Borealis holds groundbreaking ceremony for PDH plant in Kallo, Belgium

18-Sep-19

Borealis held the groundbreaking ceremony for its world-scale propane dehydrogenation (PDH) plant. Located at the existing Borealis production site in Kallo, Belgium, the new facility will have a targeted production capacity of 750,000 m tpa of propylene, making it one of the largest and most efficient plants of its kind in the world. 
With a total of around US$1.11 bln invested in the course of the project, the investment is the largest ever made by Borealis in Europe. It underscores the company’s commitment to its operations in the continent, and to being the supplier of choice to its European customers.

PDH is a vital process step in the production of propylene from propane. As one of the most important building blocks for the entire chemical industry, propylene is the raw material used to produce polypropylene (PP), which in turn is one of the most widely used plastics. PP forms the base of countless industrial applications used in any number of sectors, including automotive, consumer goods, energy, food packaging, healthcare, and many others.
European demand for propylene is growing, yet presently, supply is decreasing due to a confluence of global market developments. The start-up of the new Kallo plant, scheduled for the middle of 2022, means that European customers will soon be able to rely on the secure supply of competitively priced propylene and its derivatives. 

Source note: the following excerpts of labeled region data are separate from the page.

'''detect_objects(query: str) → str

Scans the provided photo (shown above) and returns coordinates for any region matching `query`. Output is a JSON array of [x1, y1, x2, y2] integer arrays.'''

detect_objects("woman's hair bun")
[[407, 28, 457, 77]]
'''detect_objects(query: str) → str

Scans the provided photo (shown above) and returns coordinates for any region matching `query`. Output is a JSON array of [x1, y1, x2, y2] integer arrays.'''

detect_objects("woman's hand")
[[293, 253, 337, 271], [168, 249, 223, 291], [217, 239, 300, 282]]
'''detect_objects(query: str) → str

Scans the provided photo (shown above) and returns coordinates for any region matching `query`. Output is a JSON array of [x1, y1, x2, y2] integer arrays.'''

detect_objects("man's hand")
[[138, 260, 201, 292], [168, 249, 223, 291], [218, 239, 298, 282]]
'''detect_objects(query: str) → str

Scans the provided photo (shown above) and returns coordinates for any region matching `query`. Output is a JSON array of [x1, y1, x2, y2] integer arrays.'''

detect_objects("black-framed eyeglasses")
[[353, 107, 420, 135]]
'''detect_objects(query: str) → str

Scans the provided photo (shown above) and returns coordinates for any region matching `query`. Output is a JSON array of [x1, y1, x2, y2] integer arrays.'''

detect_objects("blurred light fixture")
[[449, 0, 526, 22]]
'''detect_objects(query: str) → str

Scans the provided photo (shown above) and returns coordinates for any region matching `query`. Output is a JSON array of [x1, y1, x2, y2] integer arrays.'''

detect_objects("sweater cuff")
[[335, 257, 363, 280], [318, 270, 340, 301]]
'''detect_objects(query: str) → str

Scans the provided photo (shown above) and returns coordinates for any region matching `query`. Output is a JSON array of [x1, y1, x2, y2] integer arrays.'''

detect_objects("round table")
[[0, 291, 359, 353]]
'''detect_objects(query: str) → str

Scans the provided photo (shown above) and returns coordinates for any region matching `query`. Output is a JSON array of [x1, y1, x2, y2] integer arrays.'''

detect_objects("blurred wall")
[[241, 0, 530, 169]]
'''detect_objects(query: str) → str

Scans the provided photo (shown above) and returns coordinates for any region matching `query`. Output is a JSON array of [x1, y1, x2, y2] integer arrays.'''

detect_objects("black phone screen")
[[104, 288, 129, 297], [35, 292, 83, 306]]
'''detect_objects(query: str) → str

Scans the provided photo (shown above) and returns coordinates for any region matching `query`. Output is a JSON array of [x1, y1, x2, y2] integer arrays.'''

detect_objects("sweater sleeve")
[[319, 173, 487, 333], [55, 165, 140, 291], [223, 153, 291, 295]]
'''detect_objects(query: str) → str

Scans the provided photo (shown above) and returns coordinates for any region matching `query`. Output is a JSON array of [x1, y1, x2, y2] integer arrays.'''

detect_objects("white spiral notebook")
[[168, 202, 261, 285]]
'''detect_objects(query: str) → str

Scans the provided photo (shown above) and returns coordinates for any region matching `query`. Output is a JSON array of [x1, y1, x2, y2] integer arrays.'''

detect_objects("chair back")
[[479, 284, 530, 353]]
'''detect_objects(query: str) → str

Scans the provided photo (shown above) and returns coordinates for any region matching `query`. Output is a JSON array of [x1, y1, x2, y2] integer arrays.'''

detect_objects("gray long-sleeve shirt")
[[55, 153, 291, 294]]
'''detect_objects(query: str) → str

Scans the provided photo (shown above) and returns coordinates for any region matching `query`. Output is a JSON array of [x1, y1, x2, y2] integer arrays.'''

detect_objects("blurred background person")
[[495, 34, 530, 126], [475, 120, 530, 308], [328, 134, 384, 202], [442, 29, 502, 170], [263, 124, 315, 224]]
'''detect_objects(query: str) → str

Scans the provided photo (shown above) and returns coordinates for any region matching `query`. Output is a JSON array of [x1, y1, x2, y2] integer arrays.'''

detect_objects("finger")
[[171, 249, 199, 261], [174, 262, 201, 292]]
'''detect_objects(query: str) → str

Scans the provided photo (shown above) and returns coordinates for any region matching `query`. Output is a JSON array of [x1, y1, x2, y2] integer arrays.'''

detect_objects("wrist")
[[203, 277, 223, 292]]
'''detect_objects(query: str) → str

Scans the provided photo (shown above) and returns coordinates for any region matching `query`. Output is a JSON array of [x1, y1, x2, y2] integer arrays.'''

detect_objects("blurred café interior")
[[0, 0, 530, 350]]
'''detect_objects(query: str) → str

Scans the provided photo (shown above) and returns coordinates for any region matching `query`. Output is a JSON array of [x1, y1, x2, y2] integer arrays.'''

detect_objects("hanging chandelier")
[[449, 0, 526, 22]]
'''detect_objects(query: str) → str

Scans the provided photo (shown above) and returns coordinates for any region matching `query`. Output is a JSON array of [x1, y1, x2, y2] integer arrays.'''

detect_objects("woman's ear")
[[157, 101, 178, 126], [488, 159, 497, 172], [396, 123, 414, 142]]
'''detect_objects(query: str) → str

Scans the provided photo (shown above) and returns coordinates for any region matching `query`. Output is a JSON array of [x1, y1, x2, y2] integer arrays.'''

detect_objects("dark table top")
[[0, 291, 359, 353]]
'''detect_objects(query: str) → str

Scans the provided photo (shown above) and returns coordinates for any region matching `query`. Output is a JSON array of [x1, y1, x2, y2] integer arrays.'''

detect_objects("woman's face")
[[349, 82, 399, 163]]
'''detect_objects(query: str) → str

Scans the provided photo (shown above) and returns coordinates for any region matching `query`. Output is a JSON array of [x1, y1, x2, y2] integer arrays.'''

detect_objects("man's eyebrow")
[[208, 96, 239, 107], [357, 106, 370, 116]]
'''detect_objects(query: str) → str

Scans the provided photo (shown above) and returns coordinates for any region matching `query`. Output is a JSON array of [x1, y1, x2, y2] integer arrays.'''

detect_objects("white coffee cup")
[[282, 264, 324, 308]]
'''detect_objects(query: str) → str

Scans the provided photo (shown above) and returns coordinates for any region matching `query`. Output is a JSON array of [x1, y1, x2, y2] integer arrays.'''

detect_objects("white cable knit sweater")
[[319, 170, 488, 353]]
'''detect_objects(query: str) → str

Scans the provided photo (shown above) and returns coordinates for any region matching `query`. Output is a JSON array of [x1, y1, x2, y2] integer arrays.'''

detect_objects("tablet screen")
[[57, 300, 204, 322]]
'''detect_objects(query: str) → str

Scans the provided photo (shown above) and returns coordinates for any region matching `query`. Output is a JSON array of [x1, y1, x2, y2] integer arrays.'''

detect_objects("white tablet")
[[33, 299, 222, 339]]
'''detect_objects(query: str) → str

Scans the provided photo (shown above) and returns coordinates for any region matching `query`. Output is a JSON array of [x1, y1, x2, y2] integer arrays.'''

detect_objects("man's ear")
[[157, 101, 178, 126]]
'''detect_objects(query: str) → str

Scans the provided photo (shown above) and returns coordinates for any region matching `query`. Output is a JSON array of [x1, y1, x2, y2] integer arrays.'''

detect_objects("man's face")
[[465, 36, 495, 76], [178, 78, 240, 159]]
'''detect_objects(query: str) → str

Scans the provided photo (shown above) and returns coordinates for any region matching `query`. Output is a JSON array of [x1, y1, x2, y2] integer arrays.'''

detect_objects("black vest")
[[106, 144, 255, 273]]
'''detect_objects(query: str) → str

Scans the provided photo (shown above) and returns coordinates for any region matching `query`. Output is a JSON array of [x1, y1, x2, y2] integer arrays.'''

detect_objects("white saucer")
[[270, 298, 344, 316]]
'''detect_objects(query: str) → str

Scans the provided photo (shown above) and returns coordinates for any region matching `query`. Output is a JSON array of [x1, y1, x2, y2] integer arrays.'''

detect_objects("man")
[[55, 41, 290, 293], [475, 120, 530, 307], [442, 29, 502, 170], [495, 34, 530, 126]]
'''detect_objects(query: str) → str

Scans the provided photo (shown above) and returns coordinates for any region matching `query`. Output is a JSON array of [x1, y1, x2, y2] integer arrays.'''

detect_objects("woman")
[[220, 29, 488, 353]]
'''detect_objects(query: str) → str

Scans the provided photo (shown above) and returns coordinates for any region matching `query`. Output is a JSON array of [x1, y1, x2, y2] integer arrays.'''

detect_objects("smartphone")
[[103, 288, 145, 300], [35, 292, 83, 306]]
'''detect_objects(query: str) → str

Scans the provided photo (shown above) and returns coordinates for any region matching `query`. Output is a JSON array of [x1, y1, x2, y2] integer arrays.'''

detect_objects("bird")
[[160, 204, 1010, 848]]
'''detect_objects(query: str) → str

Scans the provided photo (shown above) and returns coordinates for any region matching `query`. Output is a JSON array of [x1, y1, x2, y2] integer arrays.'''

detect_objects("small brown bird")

Several factors influenced the Borealis decision to invest in the Kallo location. First, the economies of scale offered by the Port of Antwerp in Flanders are significant due to its well-established transportation and logistics infrastructure. Thanks to the adjacency to an existing Borealis production unit on site, Borealis will be able to exploit additional synergistic effects. Crucially, the new PDH plant will employ Honeywell UOP’s Oleflex technology, a widely used, reliable and sustainable choice for on-purpose propylene production. Above and beyond the increase in production capacity, the new plant is helping make Borealis operations become more efficient and sustainable. Using the Oleflex technology makes it possible to consume less energy in production, yet produce higher volumes of the same quality. Less propane will be required, but more own hydrogen will be produced, enabling Borealis to supply not only its own internal needs, but also those of third parties as well. Finally, the embedded, multi-fuel cogeneration unit in the new PDH plant will generate a significant part of the steam and electricity required for operations.